TOCTOU problem handling

LSMs are typically used for a system's policy enforcement. One school of thought is that the enforcement can be handled in an asynchronous fashion, i.e., the kernel audit events could pass the alert to userspace, and then the userspace could enforce the decision asynchronously.

Such an approach has several issues, i.e., the asynchronous nature might result in the malicious actor causing the actual damage before the actor could be identified. For example, if the unlink() of a file object is to be blocked, the asynchronous nature might result in the unlink getting successful before the attack could be blocked.

LSM hooks are applied inline to the kernel code processing; the kernel has the security context and other details of the object while making the decision inline. Thus the enforcement is inline to the access attempt, and any blocking/denial action can be performed without TOCTOU problems.

Security Modules currently defined in Linux kernel


./security/smack/smack_lsm.c:4926:DEFINE_LSM(smack) = {
./security/tomoyo/tomoyo.c:588:DEFINE_LSM(tomoyo) = {
./security/loadpin/loadpin.c:246:DEFINE_LSM(loadpin) = {
./security/commoncap.c:1468:DEFINE_LSM(capability) = {
./security/selinux/hooks.c:7387:DEFINE_LSM(selinux) = {
./security/bpf/hooks.c:30:DEFINE_LSM(bpf) = {
./security/safesetid/lsm.c:264:DEFINE_LSM(safesetid_security_init) = {
./security/lockdown/lockdown.c:163:DEFINE_LSM(lockdown) = {
./security/integrity/iint.c:174:DEFINE_LSM(integrity) = {
./security/yama/yama_lsm.c:485:DEFINE_LSM(yama) = {
./security/apparmor/lsm.c:1905:DEFINE_LSM(apparmor) = {

In the above list, AppArmor and SELinux are undoubtedly the most widely used.
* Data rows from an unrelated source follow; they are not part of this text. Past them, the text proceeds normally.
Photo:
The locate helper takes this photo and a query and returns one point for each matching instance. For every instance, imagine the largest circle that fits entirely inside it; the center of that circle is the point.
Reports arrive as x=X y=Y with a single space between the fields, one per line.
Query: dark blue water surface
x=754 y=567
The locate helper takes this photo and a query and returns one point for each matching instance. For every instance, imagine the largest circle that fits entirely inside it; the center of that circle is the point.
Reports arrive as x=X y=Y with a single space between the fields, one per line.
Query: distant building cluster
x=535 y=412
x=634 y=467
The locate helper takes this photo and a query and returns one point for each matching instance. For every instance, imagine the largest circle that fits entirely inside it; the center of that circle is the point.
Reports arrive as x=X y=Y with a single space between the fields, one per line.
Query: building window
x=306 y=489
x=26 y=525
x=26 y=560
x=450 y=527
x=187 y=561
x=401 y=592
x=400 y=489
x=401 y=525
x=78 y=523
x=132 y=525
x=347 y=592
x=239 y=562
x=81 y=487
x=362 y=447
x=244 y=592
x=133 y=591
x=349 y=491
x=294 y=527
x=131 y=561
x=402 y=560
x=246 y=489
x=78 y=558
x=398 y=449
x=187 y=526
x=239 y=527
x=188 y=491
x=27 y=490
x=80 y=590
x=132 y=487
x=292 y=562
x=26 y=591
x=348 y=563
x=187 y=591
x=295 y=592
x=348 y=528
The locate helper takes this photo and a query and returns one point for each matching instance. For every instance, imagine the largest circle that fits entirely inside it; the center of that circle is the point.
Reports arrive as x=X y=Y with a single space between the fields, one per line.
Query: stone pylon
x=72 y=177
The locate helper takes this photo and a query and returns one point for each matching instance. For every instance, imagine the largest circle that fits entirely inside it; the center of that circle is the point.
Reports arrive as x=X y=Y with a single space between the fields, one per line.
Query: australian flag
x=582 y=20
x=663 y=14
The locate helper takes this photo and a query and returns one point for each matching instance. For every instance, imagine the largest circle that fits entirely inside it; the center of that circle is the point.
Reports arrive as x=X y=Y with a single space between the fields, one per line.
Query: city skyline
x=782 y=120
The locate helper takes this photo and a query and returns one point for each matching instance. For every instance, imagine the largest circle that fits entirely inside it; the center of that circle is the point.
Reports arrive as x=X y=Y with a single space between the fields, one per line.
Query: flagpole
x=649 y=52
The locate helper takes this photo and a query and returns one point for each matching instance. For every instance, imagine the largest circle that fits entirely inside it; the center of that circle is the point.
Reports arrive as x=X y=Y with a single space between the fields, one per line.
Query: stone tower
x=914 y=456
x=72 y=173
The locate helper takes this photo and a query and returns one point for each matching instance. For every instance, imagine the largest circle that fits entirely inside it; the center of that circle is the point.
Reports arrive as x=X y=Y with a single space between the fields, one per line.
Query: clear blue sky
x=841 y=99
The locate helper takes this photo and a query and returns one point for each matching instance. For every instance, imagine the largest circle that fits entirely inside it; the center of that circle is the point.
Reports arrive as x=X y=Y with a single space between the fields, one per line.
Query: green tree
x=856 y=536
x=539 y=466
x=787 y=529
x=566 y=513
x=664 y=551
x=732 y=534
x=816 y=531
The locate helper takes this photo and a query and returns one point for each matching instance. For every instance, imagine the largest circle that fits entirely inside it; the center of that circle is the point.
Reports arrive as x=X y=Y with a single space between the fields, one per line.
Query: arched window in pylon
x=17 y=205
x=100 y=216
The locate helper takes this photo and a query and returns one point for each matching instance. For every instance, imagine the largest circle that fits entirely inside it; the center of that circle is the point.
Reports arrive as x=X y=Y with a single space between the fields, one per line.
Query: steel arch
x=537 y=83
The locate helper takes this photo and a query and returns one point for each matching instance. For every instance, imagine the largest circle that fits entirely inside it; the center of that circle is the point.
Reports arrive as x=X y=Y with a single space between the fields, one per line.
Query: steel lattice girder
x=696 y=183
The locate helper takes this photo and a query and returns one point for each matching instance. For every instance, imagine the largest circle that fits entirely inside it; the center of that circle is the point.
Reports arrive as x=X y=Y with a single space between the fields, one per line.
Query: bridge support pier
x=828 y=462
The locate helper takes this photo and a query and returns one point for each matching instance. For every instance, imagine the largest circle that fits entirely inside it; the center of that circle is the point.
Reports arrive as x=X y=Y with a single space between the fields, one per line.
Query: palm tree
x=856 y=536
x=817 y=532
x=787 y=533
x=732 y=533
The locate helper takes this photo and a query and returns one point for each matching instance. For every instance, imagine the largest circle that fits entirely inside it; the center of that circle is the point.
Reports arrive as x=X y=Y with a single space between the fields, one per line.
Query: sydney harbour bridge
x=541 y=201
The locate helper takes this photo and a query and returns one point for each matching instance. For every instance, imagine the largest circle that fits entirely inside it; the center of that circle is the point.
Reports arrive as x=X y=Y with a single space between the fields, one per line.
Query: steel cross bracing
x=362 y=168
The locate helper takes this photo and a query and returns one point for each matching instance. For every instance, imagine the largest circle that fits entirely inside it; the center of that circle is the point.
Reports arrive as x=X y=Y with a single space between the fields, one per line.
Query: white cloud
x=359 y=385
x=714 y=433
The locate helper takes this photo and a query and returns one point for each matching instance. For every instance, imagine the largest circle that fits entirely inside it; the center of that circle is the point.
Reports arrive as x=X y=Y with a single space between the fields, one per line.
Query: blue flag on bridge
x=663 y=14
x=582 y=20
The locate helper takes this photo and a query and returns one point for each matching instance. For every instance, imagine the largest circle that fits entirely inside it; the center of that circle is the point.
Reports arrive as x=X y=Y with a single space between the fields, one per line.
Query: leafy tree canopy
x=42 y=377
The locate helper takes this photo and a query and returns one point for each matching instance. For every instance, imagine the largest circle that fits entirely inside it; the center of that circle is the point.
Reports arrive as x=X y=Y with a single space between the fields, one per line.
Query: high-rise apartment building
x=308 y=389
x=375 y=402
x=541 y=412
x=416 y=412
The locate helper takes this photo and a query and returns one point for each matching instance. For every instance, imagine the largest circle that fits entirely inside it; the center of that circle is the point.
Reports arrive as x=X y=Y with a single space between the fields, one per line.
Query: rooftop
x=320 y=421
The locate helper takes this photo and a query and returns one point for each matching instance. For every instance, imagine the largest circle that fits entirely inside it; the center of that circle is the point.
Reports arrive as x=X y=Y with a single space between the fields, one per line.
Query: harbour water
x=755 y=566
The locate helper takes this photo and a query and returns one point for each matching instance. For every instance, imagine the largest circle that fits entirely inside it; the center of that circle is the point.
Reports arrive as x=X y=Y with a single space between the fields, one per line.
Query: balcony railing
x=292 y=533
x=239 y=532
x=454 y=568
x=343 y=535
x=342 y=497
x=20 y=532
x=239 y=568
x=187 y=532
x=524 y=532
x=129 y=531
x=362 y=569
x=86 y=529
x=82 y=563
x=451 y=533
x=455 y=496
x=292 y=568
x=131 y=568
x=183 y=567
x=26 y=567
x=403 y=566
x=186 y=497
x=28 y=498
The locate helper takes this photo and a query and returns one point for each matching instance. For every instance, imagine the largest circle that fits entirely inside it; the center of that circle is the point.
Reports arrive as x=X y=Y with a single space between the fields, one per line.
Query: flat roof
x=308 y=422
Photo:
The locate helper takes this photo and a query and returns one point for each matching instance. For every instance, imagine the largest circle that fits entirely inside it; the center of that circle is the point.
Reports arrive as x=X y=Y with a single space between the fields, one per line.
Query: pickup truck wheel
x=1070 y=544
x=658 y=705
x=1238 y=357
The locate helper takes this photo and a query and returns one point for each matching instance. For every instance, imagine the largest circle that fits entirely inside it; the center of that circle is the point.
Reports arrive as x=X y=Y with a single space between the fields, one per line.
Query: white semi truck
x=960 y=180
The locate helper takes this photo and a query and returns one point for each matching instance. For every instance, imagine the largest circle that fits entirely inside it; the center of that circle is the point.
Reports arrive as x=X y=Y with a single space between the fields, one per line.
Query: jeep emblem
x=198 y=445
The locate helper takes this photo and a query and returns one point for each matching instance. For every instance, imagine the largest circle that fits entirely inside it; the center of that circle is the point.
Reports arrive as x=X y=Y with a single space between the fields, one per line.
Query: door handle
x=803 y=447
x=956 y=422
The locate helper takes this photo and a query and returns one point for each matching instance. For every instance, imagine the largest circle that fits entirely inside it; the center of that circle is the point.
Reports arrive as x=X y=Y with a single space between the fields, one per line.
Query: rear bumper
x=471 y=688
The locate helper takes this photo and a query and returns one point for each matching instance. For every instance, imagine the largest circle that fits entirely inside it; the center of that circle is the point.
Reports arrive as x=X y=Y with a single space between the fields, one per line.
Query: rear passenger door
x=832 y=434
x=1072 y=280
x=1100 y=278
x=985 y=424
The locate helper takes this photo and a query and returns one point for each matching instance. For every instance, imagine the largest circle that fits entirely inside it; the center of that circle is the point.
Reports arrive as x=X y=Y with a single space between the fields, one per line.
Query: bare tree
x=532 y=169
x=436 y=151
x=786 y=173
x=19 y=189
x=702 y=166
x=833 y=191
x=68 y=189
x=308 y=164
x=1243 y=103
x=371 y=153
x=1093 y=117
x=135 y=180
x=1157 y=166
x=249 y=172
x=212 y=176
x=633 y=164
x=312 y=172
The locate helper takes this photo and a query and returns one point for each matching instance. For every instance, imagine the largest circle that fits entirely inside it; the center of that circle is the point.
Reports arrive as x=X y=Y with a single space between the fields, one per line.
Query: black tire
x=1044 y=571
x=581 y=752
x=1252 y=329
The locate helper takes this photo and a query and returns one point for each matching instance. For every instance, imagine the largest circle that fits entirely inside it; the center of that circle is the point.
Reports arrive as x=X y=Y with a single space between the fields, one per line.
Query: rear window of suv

AppArmor is relatively easier to use, but SELinux provides the greater intensive and fine-grained policy specification. Linux POSIX.1e capabilities logic is also implemented as a security module.

There can be multiple security modules used at the same time. This is true in most cases; the capabilities module is always loaded alongside SELinux or any other LSM. The capabilities security module is always ordered first in execution (controlled using .order = LSM_ORDER_FIRST flag).

Stackable vs Non-Stackable LSMs

Note that AppArmor, SELinux, and Smack security modules initialize themselves as exclusive (LSM_FLAG_EXCLUSIVE) security modules. There cannot be two security modules in the system with LSM_FLAG_EXCLUSIVE flag set. Thus, this means that one cannot have any two of the following (SELinux, AppArmor, Smack) security modules registered simultaneously.

BPF-LSM is a stackable LSM and thus can be used alongside AppArmor or SELinux.

Permissive hooks in LSMs

Certain POSIX-compliant filesystems depend on the ability to grant accesses that would ordinarily be denied at a coarse level (DAC level) of granularity (check capabilities man page for CAP_DAC_OVERRIDE). LSM supports DAC override (a.k.a., permissive hooks) for particular objects such as POSIX-compliant filesystems, where the security module can grant access the kernel was about to deny.

Security Modules: A general critique

LSMs, as generic MAC-based security primitives, are very powerful. The security modules allow the administrator to impose additional restrictions on the system to reduce the attack surface. However, if the security module policy specification language is hard to understand/debug, the administrator usually takes a stance of disabling it altogether, thus imposing friction in adoption.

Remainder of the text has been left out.